What are the codes/claim for? There could be a lot of answers to this. There are codes a 59 should not be appended to, there are times when an X or anatomical modifier is more appropriate.

This is what/how it was billed:

17311
17312
13131
11604-59
11604-59-76
12034
13121

They are claiming the first 11604 should not have the -modifer 59 attached (this is per two different reps) the denials are "procedure modifier was invalid on the DOS".
 
This is what/how it was billed:

17311
17312
13131
11604-59
11604-59-76
12034
13121

They are claiming the first 11604 should not have the -modifer 59 attached (this is per two different reps) the denials are "procedure modifier was invalid on the DOS".
I think you are being given incorrect information - the modifier is necessary on both instances of 11604 in order to unbundle those codes from the Mohs procedure.

I would recommend removing modifier 76 - it is not necessary in addition to the 59 modifier and some payers do not allow that modifier with surgical codes (and in my view is incorrect since this is not a repeated procedure - it's a different procedure at a different site that happens to be reported with the same code).
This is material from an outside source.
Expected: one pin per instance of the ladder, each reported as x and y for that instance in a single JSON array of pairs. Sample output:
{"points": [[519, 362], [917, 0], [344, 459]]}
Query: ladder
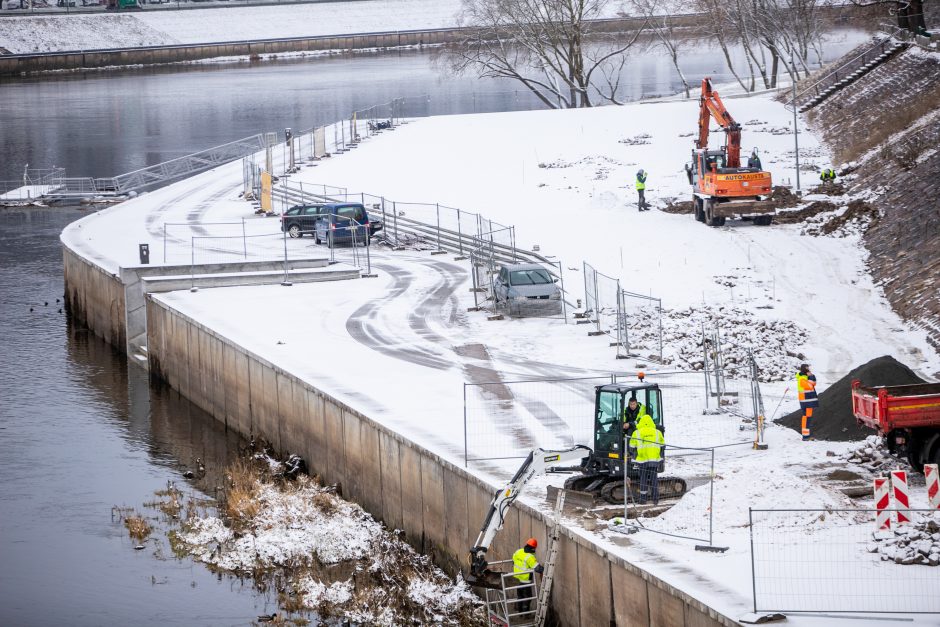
{"points": [[548, 575]]}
As mentioned in the post above, I would also replace the modifiers 59 with XS instead, as that is more specific, although 59 should not be causing a denial.
 
I have a question on inpatient and modifiers specifically when the insurance is Medicaid/Medicare. When this is inpatient no modifiers are added because the office visit captures everything is this correct. For example POC through out the day and more than one day, I was added XU. If it’s a pathology different anatomical sites then I was adding XS but am now informed inpatient uses no modifiers I am very confused can someone help clarify inpatient with Medicaid and Medicare insurance do they not use modifiers coding inpatient encounters

Thank you in advance
 
I am seeing more and more payors wanted the XS or XU modifier rather than the 59 modifier. For what reason, I'm not sure. But yes, this is becoming more and more common.